Before starting her internship, she worked at the tutoring center at UNR. She has been a financially struggling college student for the last year since she moved out so she’s had to learn the importance of saving money.
Danielle lives in a nice two-story house in Sparks with her boyfriend and four other roommates. She looks down, a little ashamed to admit that they can only afford the house because her boyfriend’s parents pay for their rent. “We are fortunate that his family has the money to help us. I can’t afford my half on my own,” she says.
Danielle had great experiences at Nevada, including serving in the student senate in 2013, where she was named senator of the year.
“I was really excited about that and It was something I wasn’t sure I would want to do or be good at, turns out I did a good job apparently,” she says. She felt an extreme amount of pressure from people relying on her, which is something she feels as a teacher.
In the classroom, her biggest obstacle is her confidence because she gets so caught up in trying to not make mistakes in front of the students. As a habitual perfectionist, she has to constantly remind herself that it is okay that she is a little unsure of herself right now because she has time to figure it out.
Although she enjoys her internship, she is relieved that it ends in a few weeks. She shifts nervously in her seat as she says she has begun to have doubts about teaching right away. One of her problems is that she doesn’t feel much older than her students.
“There’s a lot of ‘You’re only a couple years older than me, are you really an authority? Do you know what you’re doing?'” she says.
Danielle even mentions the possibility of pursuing a degree in geology because she’s always liked rocks and there’s a lot of work in geothermal energy. She sets that aside in her mind for the future because she still needs to work after graduation.

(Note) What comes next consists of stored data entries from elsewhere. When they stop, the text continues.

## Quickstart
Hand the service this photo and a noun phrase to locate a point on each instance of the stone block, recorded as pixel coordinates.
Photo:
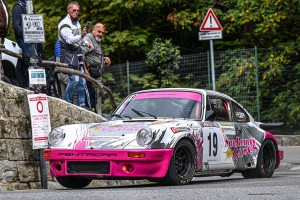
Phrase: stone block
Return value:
(3, 150)
(8, 171)
(28, 171)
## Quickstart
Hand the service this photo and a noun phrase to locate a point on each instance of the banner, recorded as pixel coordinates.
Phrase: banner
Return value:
(40, 120)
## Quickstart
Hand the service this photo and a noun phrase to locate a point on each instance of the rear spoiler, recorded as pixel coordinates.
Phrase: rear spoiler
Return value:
(270, 125)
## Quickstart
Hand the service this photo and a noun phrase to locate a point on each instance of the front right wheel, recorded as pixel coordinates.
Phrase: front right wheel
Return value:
(266, 162)
(182, 166)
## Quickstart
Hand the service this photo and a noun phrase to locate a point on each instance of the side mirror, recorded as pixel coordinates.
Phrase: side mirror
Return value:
(210, 115)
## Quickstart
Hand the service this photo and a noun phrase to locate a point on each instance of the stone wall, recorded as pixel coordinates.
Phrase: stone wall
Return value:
(19, 163)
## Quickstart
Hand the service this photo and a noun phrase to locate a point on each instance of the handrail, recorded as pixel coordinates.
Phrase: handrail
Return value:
(62, 67)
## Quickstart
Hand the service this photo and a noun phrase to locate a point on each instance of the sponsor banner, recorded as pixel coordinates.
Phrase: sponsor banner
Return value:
(40, 120)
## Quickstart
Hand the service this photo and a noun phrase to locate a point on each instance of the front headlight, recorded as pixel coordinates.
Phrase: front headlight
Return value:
(144, 137)
(56, 136)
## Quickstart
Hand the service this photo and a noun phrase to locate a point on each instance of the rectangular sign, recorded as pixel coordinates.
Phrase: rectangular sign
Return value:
(211, 35)
(37, 76)
(33, 28)
(40, 120)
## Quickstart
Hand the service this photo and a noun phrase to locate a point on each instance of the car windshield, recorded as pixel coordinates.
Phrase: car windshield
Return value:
(166, 104)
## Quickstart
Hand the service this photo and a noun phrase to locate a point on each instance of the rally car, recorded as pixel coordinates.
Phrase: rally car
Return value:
(167, 136)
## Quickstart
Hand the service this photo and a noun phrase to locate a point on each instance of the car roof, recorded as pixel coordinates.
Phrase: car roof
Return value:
(198, 90)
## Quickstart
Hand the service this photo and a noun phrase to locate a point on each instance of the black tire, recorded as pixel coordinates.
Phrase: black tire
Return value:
(6, 79)
(73, 181)
(266, 162)
(182, 166)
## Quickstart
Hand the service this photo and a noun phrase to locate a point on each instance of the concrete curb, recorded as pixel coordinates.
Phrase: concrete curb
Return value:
(288, 140)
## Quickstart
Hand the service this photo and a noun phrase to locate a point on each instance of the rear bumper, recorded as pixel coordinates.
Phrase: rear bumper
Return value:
(155, 164)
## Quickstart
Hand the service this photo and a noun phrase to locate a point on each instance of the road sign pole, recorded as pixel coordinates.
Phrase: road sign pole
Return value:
(211, 29)
(212, 64)
(43, 171)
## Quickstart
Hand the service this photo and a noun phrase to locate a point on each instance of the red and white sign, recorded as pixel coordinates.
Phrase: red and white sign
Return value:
(211, 23)
(40, 120)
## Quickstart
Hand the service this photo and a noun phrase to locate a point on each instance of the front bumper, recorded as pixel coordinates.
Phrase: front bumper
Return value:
(109, 163)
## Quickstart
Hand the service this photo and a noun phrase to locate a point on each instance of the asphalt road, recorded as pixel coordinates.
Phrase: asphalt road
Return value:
(285, 184)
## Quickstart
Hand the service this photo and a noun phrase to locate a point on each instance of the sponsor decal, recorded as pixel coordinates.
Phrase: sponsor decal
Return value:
(227, 129)
(102, 138)
(179, 129)
(240, 147)
(114, 128)
(209, 124)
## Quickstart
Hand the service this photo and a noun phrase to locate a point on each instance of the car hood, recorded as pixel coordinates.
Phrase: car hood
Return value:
(107, 135)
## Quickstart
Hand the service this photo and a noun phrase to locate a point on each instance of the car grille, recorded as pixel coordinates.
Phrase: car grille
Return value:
(89, 167)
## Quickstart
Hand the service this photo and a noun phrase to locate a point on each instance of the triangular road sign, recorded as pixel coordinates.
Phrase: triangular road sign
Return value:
(211, 23)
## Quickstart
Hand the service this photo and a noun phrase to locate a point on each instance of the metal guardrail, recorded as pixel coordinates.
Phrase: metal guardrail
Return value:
(62, 67)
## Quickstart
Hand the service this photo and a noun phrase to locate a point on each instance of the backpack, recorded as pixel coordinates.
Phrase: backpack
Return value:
(4, 19)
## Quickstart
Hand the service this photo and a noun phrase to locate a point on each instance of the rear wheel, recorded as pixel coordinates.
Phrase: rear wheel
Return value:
(73, 181)
(266, 162)
(182, 165)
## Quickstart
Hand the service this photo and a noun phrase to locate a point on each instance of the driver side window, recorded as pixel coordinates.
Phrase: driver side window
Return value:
(220, 108)
(239, 114)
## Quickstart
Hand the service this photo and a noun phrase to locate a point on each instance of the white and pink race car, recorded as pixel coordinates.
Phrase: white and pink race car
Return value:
(166, 136)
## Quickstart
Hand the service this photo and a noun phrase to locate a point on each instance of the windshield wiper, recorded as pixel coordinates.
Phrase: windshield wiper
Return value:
(139, 113)
(120, 116)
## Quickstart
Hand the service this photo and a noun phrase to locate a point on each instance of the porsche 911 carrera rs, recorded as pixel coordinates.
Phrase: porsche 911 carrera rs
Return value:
(164, 135)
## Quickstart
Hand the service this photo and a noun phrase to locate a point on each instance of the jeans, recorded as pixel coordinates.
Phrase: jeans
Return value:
(76, 82)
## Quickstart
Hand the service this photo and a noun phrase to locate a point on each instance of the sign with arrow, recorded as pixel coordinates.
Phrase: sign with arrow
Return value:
(211, 23)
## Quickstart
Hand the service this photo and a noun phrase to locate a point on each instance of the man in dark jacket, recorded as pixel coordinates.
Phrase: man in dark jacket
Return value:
(94, 58)
(4, 24)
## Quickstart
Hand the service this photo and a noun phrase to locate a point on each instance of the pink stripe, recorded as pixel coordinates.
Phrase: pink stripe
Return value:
(178, 95)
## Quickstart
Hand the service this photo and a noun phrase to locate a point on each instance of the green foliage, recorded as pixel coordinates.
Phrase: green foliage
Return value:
(164, 57)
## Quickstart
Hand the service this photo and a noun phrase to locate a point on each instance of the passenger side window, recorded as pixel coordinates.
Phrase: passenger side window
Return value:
(239, 114)
(221, 109)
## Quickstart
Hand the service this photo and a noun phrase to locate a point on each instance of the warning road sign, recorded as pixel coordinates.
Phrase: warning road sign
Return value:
(211, 23)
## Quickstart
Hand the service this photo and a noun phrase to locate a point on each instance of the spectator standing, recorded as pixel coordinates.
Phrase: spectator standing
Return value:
(4, 24)
(70, 37)
(19, 8)
(94, 58)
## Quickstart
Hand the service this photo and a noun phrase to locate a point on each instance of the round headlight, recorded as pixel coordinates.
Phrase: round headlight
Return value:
(56, 136)
(144, 137)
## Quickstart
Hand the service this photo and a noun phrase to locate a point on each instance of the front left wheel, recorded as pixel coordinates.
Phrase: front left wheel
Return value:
(182, 166)
(266, 162)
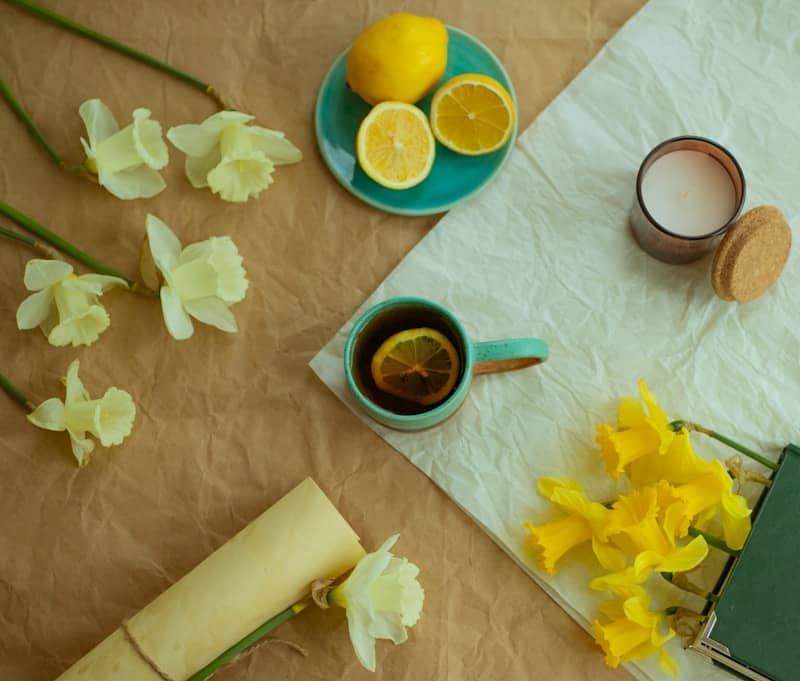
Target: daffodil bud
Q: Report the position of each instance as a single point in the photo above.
(109, 419)
(125, 161)
(64, 306)
(382, 597)
(201, 281)
(234, 159)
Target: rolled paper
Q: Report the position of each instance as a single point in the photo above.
(262, 571)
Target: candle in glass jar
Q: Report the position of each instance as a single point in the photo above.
(689, 193)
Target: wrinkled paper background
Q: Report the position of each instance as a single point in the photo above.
(546, 252)
(228, 424)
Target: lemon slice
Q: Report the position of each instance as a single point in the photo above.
(472, 114)
(395, 146)
(419, 365)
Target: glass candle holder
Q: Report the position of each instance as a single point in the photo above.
(689, 191)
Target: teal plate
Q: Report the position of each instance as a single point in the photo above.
(454, 177)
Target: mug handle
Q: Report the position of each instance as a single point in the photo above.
(511, 354)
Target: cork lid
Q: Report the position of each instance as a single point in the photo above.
(752, 255)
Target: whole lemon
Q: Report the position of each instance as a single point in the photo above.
(399, 59)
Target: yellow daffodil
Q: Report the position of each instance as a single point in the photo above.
(645, 527)
(585, 521)
(633, 632)
(64, 306)
(202, 280)
(712, 493)
(233, 158)
(109, 419)
(679, 464)
(639, 433)
(382, 597)
(125, 161)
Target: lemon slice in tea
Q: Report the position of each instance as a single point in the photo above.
(420, 365)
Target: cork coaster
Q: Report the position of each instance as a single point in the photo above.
(752, 255)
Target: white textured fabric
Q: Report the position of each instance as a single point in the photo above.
(546, 251)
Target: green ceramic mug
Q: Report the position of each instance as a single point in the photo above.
(399, 314)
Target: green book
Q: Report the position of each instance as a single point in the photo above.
(754, 627)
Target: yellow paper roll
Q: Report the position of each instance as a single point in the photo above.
(259, 573)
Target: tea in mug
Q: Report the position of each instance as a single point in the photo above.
(405, 318)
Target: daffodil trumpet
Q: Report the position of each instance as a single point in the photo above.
(61, 244)
(696, 427)
(16, 394)
(27, 121)
(104, 40)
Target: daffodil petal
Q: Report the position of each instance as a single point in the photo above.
(735, 520)
(548, 486)
(76, 392)
(164, 245)
(194, 140)
(83, 329)
(40, 274)
(223, 255)
(99, 121)
(115, 419)
(363, 643)
(35, 309)
(685, 558)
(212, 311)
(667, 663)
(49, 415)
(82, 446)
(239, 179)
(274, 145)
(198, 167)
(179, 323)
(140, 182)
(148, 139)
(610, 557)
(389, 626)
(631, 413)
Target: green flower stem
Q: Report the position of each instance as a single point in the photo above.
(37, 246)
(86, 32)
(11, 234)
(764, 461)
(64, 246)
(685, 585)
(28, 122)
(237, 649)
(711, 540)
(16, 394)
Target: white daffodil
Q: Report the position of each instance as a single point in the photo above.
(202, 280)
(109, 419)
(234, 159)
(125, 161)
(64, 305)
(382, 597)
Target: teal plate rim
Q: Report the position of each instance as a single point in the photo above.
(335, 170)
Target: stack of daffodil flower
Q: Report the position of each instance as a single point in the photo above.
(660, 526)
(202, 280)
(109, 419)
(125, 161)
(64, 306)
(234, 159)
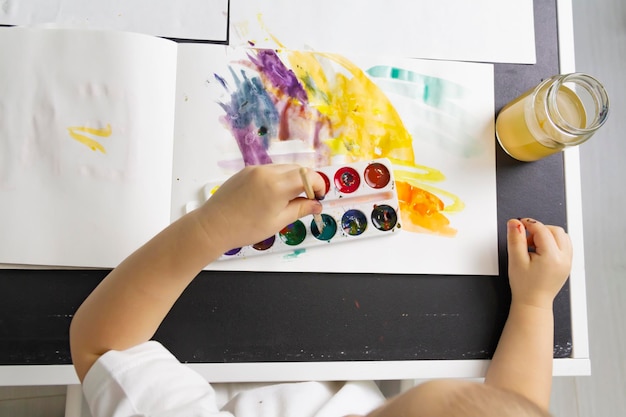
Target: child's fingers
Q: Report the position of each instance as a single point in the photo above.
(517, 244)
(288, 178)
(540, 236)
(561, 238)
(317, 183)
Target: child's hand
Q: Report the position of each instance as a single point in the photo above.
(256, 203)
(540, 259)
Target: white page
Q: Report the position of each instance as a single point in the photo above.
(479, 30)
(199, 19)
(454, 134)
(63, 203)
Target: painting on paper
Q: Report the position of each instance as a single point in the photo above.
(432, 120)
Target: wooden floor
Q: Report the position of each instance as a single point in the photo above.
(600, 36)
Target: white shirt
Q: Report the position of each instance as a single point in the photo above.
(147, 380)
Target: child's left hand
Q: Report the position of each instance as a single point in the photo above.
(256, 203)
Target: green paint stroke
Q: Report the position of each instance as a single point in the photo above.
(431, 90)
(294, 254)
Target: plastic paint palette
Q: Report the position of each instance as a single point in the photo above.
(361, 202)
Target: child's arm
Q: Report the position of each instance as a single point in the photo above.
(130, 303)
(523, 359)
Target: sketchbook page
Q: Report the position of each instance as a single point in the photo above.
(434, 118)
(195, 19)
(86, 129)
(480, 30)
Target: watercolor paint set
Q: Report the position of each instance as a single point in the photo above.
(361, 202)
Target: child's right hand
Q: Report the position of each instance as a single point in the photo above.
(540, 260)
(256, 203)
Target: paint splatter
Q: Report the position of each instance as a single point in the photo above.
(293, 234)
(335, 108)
(79, 133)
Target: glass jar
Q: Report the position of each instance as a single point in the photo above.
(564, 110)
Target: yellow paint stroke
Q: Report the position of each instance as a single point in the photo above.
(77, 133)
(365, 125)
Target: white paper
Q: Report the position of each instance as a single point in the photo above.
(454, 135)
(479, 30)
(199, 19)
(69, 196)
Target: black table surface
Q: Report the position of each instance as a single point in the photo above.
(229, 317)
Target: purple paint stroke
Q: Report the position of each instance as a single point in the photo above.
(281, 77)
(252, 118)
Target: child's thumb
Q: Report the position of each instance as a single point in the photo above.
(517, 245)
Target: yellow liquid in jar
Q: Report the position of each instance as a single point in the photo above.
(519, 140)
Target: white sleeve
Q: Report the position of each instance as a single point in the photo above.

“I’m thinking about applying at a bank first or somewhere I can use my math degree,” she says. She tosses around possible jobs she might want to do. This is the first time Danielle appears unprepared. It is now clear by her unsure answers that Danielle has not yet made a decision on what she plans to do after graduation.
She also isn’t sure if she will stay in Reno because her boyfriend has been applying for jobs out of state and she would like to go with him. This makes her re-think finding a steady job in Reno right away.
Danielle sits on her couch in her Nevada sweatshirt holding her 112-page senior honor’s thesis which took her an entire year to write. She sees herself going back into teaching even if she does decide to work elsewhere first because she truly enjoys working with the students.
“I want to raise my confidence first and also widen the age gap between me and my students,” she says. She flips through her thesis and said she is satisfied with the hard work she put into school but looking into the future scares her. She continues to toss around more possible jobs she could do after graduating.
“I’ve also looked into doing clerical work for a hospital. And depending on where I’m living, I could maybe do research for a nearby university or something with numbers. Yeah, just something with numbers,” Danielle says.
She still cannot give a definite answer on which job she plans to apply to first. With the possibility of moving or ending up in the wrong career, Danielle seems afraid to make up her mind. “Working after college…that’s a scary thought,” she says. She closes her thesis and looks down, still leaving her plans for the next few months ahead of her undecided.